WIST-FM
- Thomasville, North Carolina; United States;
- Broadcast area: Piedmont Triad
- Frequency: 98.3 MHz
- Branding: La Raza 98.3

Programming
- Format: Regional Mexican

Ownership
- Owner: Norsan Broadcasting; (WBLO/WIST-FM Operating, LLC);
- Sister stations: WBLO

History
- First air date: 1949
- Former call signs: WTNC-FM (1949–1981); WEYE (1981–1984); WTHP (1984–1993); WFAZ (1993–1997); WIST-FM (1997–2004); WIST (2004–2005);

Technical information
- Licensing authority: FCC
- Facility ID: 27123
- Class: A
- ERP: 1,700 watts
- HAAT: 128 meters (420 ft)
- Transmitter coordinates: 35°57′41.5″N 80°2′12.1″W﻿ / ﻿35.961528°N 80.036694°W

Links
- Public license information: Public file; LMS;
- Webcast: Listen live
- Website: larazalaraza.com/triad/

= WIST-FM =

WIST-FM (98.3 MHz) is a Regional Mexican outlet serving the Piedmont Triad region of North Carolina. The Norsan Broadcasting station is licensed to Thomasville, North Carolina. The studios and transmitter are co-located in High Point, North Carolina.

==History==
The station was first licensed on June 30, 1949, as WTNC-FM in Thomasville, North Carolina. During its history, its call signs have included WEYE. At one point, the station played country music during the day and urban contemporary music at night. During the 1980s, 98.3, with the call sign WTHP, was one of the first oldies stations in the area.

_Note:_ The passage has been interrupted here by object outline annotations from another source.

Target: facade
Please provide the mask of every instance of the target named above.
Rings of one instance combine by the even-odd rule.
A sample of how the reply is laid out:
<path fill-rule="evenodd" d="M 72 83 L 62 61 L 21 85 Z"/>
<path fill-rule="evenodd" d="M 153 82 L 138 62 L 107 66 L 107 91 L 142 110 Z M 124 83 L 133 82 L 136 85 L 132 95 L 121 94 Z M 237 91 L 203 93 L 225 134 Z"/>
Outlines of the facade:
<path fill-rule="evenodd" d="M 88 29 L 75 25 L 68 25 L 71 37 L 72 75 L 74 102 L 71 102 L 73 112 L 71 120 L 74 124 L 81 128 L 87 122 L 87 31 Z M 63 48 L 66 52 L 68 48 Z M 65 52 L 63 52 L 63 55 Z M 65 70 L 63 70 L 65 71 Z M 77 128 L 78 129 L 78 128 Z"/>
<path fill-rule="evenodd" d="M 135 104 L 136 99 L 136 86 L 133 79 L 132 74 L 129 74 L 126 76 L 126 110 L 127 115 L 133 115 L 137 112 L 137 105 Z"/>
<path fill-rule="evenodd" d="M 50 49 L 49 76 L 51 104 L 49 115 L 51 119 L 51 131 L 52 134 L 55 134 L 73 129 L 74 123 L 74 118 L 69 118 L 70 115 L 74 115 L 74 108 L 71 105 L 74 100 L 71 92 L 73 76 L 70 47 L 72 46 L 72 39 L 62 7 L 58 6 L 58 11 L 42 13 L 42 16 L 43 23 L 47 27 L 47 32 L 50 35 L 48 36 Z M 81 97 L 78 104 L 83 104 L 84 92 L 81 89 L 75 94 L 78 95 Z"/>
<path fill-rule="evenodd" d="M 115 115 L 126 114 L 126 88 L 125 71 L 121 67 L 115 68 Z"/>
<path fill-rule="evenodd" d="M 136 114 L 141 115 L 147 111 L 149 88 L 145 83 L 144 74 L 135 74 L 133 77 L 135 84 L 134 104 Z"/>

Buddy Poole, one of several partners who bought the station along with WTNC in 1984, was general manager from 1984 until 2002, when he bought WSAT in Salisbury.

On May 5, 1989, the station lost its tower when severe storms struck the area.

In the mid-1990s, under the calls WFAZ, 98.3 played contemporary Christian music. After the station's sale to GHB Broadcasting, a switch was made in 1997 to adult standards, mostly from the Satellite Music Networks format Stardust. The call letters WIST-FM were chosen at this time.

During most of 2004, the former WTNC was WIST, airing most of the FM station's programming. In 2005, WIST AM became sports talk station WBLO "790 The Ball". WAAA (now WTOB) in Winston-Salem began airing WIST-FM's programming at that time, but that station was not able to broadcast at full power and later changed to sports talk.

WIST-FM changed to classic country as "Country Legends 98.3" in October 2005.

On June 4, 2010, Norberto Sanchez of Norsan Multimedia said that his company would lease WIST-FM and WBLO, with an option to buy. WIST-FM would have a Spanish language format, including broadcasts of Carolina Panthers football, serving the Triad area. The change on the FM station took place at 6 P.M. June 30, after George Jones' "Who's Gonna Fill Their Shoes" played.